3.6. AKR1C3 maintains CRPC tumour growth after castration and regulates AR‐V7 expression in vivo

To validate our in vitro data regarding the effects of AKR1C3 on tumour growth after castration and AR‐V7 expression, we generated subcutaneous xenograft model by injection of 22RV1 T sublines. Indeed, the tumour weight and size of 22RV1 T sh564 xenografts in castrated mice were significantly smaller than those of the controls (Figure 6A), indicating that AKR1C3 was required to drive CRPC tumour growth. Using these xenograft samples, we were able to validate the expression of AR‐V7 as well as AR‐FL. Western blot analysis and IHC staining in xenograft tumour tissue confirmed that the expression of AR‐V7 protein was decreased in 22RV1 T sh564 xenografts after knocking down AKR1C3, linear regression confirmed positive correlation between AKR1C3 and AR‐V7. AR‐FL expression was also diminished in AKR1C3‐silenced xenografts confirmed by Western blotting (Figure 6B and 6C). Consistent with in vitro data, co‐immunoprecipitation also confirmed that AKR1C3 could interact with both AR‐V7 and AR‐FL at the protein level in vivo (Figure 6D). The results showed that AKR1C3 maintained CRPC tumour growth after castration and regulated AR‐V7 expression in vivo.

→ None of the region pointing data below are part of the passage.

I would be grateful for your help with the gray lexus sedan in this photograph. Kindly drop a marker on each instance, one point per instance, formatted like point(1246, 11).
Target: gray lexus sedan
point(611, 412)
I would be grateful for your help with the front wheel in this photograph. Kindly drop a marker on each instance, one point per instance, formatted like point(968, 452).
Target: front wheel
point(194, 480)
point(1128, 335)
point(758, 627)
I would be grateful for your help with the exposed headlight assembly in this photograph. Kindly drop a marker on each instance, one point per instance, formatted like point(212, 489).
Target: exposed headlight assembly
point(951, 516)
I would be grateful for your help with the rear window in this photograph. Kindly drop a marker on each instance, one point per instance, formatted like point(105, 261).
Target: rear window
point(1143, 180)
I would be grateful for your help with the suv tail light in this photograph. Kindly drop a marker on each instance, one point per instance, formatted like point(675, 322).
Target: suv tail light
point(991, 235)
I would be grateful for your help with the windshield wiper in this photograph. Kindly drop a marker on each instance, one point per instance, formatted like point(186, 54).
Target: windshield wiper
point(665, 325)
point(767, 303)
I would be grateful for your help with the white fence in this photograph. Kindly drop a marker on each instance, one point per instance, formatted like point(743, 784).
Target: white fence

AKR1C3 maintains CRPC tumour growth after castration and regulates AR‐V7 expression in vivo. A, Pictures and quantification analysis of subcutaneous xenografts in nude mice injected with 22RV1 T/sh564 and 22RV1 T/shCon sublines (n = 8). Xenografts weight and size (cm³) were measured. B, AR‐FL, AR‐V7 and AKR1C3 proteins were detected in xenograft tissues from 4 mice by Western blot analysis. β‐actin was used as a loading control, and all the experiments were repeated at least 3 times. Linear regression was used to analyse the AKR1C3/AR‐V7 association in xenograft tumour tissue. C, Representative images of AKR1C3 and AR‐V7 IHC staining in subcutaneous xenografts. The scale bar is 50 μm. D, Cell lysates of subcutaneous xenografts injected with 22RV1 T were immunoprecipitated with AKR1C3 antibody conjugated with protein G beads. Bound proteins were eluted and analysed by Western blot analysis. β‐actin was used as a loading control, and all the experiments were repeated at least 3 times

3.7. The AR‐V7/AKR1C3 complex represses the transcription of B4GALT1

The functions of the AR‐V7/AKR1C3 complex on tumour growth were further studied by using MTT and colony formation assays in vitro. Indeed, 22RV1 T cells with high tumorigenic ability exhibited increased cell proliferation and colony formation abilities compared with parental 22RV1 cells, while knock‐down of AKR1C3 partially reversed this phenomenon (Figure 7A, P < 0.05). To further explore the potential downstream genes, we validated the expression of four AR‐V7 unique target genes (SLC30A7, B4GALT1, HIF1A and SNX14) that were previously reported. ¹⁶ Interestingly, we only observed a significant decrease in B4GALT1 mRNA and protein expression in 22RV1 T cells compared with 22RV1 cells, while knockdown of AKR1C3 in 22RV1 T cells rescued this down‐regulation (Figure 7B). However, the RNA‐sequencing data from TCGA showed no significant correlation between AKR1C3 and B4GALT1 mRNA in tumour tissues (Figure S1). Furthermore, down‐regulation of B4GALT1 in 22RV1 T sh564 cells restored cell proliferation, colony formation and Bcl‐2 expression (Figure 7C, P < 0.05). Clinical data from the TCGA suggested that the expression of B4GALT1 was significantly lower in PCa tissues than in normal tissues (Figure 7D, P < 0.01). Consistently, PCa patients with higher Gleason scores, more metastatic lymph nodes and biochemical recurrence exhibited a lower expression of B4GALT1 (Figure 7E, P < 0.05), and these patients had worse disease‐free survival (Figure 7F, P = 0.0093). Collectively, these data suggested that the AR‐V7 target gene B4GALT1, as a novel tumour suppressor in PCa, was negatively regulated by AR‐V7/AKR1C3 complex.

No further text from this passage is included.